Let's build an end-2-end real time ML system

"If I have seen further it is by standing on the shoulders of Giants TurboML"

― Isaac Newton

What is this repo about?

In this repository you will find an end-2-end example of a real time ML system to predict credit card fraud, built on top of the TurboML platform.

Feel free to adjust it to your own use case

crypto price prediction
click-through rate prediction
anomaly detection, or
whatever problem that needs ML models to quickly adapt to changing patterns

Let's dive in!

The problem

Every time your credit card is used online by someone (hopefully you), your card issuer has to check whether the transaction is legitimate.

Behind the scenes, your credit card issuer (e.g. Visa, Mastercard, etc.) runs a real time ML system, that

Ingests the transaction data
Enriches the data with additional features (aka feature engineering).
Pipes these feature into a Machine Learning model. In this case, a classification model that outputs a fraud score. If the score is above a certain threshold, the transaction is flagged as a fraud.
Serves these scores and flags to downstream services, so they can act accordingly, for example:
- Block the transaction
- Ban the card
- Send an SMS alert to the user

The system is modular, so different feature engineering logic and models can be applied for the same incoming data. This way their internal Data Science teams can do things like:

Experiment with different feature engineering logic
Experiment with different model architectures
Compare the performance of different models, for safe deployments.
Monitor the model performance over time
Retrain the model incrementally on new data, to quickly adapt to changing fraud patterns.

But the thing is, building the underlying MLOps platform that supports these workflows is no piece of cake.

So the question is:

How do you build a production-ready ML system, without having to build from scratch such a platform?

And here is when TurboML comes to the rescue!

The solution

We will build on top of Turbo ML, a real time ML platform that allows you to quickly build production-ready real time ML systems.

The idea is simple (and brilliant).

We define the business logic in Python, including

data sources
feature engineering logic
model training and evaluation metrics

and TurboML handles all the infrastructure and low-level details to bring this logic to life.

So you go from idea to production at light speed.

Steps

1. Install the tools

These are the tools you will need to follow the hands-on example:

Docker to spin up Docker containers on your machine
VSCode to open the repository, or any other IDE that supports devcontainers.
Dev Containers extension to open the repository in a devcontainer

2. Set up the development environment

This repository comes with a pre-configured devcontainer that you can use to get started.

This is a Linux container based on an official Docker image built by the TurboML team, that comes with the TurboML Python SDK pre-installed.
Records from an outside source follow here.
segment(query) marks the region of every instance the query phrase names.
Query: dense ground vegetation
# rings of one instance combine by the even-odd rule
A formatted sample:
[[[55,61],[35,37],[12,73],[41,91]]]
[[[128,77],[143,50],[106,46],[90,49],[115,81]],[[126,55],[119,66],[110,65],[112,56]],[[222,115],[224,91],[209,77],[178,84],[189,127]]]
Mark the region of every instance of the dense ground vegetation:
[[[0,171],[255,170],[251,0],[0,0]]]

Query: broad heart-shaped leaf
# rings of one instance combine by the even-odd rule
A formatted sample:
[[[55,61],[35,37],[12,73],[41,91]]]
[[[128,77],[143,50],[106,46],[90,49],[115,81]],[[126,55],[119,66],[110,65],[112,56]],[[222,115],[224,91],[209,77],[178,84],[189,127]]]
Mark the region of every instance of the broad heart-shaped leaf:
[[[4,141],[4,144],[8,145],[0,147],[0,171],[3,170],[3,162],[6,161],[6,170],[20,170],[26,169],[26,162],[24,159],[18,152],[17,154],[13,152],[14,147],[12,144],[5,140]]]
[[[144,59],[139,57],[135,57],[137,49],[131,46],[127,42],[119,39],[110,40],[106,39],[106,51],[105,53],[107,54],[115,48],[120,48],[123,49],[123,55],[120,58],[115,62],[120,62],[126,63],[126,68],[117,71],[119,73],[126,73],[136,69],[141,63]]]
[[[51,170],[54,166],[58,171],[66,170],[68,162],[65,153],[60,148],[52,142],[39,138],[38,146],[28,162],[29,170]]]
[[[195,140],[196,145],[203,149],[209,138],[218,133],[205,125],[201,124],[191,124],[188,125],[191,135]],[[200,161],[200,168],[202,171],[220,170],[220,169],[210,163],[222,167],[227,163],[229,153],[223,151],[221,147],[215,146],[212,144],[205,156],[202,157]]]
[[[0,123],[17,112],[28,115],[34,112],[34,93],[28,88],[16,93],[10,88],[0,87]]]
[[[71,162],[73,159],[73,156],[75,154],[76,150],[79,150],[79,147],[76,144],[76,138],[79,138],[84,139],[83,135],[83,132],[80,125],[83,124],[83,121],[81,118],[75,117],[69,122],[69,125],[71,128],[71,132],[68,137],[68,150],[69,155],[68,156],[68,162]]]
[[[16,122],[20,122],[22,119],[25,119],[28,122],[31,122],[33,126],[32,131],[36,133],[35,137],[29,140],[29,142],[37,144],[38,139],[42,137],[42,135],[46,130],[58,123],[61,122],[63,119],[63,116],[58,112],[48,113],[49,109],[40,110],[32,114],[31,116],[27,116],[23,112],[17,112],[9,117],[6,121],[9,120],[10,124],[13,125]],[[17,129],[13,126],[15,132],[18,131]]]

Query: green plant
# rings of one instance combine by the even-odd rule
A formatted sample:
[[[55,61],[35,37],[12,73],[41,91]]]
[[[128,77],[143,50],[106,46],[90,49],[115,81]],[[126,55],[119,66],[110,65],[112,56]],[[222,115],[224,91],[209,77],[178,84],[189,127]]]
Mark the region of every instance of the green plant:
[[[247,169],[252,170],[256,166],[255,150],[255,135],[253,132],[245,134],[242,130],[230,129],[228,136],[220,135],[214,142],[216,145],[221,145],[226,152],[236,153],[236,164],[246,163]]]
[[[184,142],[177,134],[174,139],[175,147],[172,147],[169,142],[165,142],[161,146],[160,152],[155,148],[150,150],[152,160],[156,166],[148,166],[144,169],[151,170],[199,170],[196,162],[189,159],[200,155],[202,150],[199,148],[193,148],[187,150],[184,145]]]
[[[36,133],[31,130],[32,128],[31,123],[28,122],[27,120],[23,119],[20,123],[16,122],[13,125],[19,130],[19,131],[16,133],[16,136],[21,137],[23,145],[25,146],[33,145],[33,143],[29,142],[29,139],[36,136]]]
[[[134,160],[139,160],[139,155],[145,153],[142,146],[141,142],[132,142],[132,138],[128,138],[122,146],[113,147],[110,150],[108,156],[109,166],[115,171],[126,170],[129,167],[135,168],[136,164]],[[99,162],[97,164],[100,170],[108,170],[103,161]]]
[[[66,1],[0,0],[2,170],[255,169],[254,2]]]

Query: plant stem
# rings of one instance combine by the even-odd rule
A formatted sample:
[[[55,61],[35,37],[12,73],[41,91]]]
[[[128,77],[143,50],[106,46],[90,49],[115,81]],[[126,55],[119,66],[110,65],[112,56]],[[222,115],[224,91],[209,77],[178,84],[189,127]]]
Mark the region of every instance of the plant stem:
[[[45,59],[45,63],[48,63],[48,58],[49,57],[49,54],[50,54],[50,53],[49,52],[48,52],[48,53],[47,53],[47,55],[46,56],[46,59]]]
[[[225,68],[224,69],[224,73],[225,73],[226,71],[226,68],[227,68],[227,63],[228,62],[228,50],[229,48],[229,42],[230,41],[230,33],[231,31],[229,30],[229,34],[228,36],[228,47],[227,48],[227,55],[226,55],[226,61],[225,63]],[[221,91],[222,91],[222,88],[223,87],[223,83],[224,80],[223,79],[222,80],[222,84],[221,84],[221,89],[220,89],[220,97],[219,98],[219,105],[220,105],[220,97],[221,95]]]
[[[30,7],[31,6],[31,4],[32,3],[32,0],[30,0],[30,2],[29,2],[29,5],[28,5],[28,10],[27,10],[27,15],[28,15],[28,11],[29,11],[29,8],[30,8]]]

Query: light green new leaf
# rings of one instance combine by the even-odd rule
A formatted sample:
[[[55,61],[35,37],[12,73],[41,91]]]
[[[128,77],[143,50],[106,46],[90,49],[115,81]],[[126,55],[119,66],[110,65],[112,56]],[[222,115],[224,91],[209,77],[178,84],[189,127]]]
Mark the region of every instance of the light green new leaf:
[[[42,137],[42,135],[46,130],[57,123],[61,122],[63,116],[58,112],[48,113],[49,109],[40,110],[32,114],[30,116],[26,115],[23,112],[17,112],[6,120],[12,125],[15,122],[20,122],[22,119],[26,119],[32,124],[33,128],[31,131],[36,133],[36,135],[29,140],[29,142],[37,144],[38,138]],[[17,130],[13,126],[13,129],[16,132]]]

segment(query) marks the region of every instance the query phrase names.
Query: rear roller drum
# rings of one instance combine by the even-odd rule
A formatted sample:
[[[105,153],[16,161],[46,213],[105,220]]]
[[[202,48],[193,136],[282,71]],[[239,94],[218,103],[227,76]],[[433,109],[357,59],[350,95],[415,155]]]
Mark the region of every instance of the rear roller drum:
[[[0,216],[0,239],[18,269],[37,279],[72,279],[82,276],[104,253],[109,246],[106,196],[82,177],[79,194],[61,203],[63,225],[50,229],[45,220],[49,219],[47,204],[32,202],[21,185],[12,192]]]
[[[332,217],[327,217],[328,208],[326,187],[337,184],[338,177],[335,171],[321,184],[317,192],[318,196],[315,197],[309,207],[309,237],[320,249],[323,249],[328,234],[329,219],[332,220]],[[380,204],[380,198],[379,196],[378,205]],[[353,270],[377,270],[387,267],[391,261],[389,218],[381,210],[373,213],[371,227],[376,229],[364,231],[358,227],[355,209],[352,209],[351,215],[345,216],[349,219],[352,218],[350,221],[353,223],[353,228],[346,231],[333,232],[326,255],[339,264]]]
So you can start coding right away.

Why use a devcontainer?

Devcontainers are a powerful way to create a reproducible development environment. They allow

easy cross-platform development, and

are a great way to onboard new developers.

To open the repository inside this dev devcontainer, you:

git clone this repository
Reopen the repository in VSCode with the Dev Containers extension, either by
- running the command palette (Ctrl+Shift+P) and selecting Dev Containers: Reopen in Container
- or by clicking on the Dev Container tab in the bottom left of the VSCode window and selecting Reopen in Container

It will take a few minutes to download the Docker image and start the container. Once everything is ready, open a new terminal window and double-check you are in a devcontainer by running

$ uname -a

and you should see something like this:

Linux 1821e9cf7662 6.10.14-linuxkit #1 SMP Fri Nov 29 17:22:03 UTC 2024 x86_64 x86_64 x86_64 GNU/Linux

The devcontainer is just another Docker container running on your machine, so you can interact with it as you would do with any other Docker container. In particular, if you open Docker Desktop, you should see the devcontainer running.

Here is mine:

2. Set your TurboML credentials

Copy the .env.example file into a new .env file

cp .env.example .env

and replace the placeholder with your own credentials.

TURBOML_BACKEND_URL="YOUR_BACKEND_URL_GOES_HERE"
TURBOML_API_KEY="YOUR_API_KEY_GOES_HERE"

To get these credentials, sign up for free at TurboML and you will get a workspace with a backend URL and an API key.

3. Create a feature pipeline

This is the first pipeline you need to build a real time ML system.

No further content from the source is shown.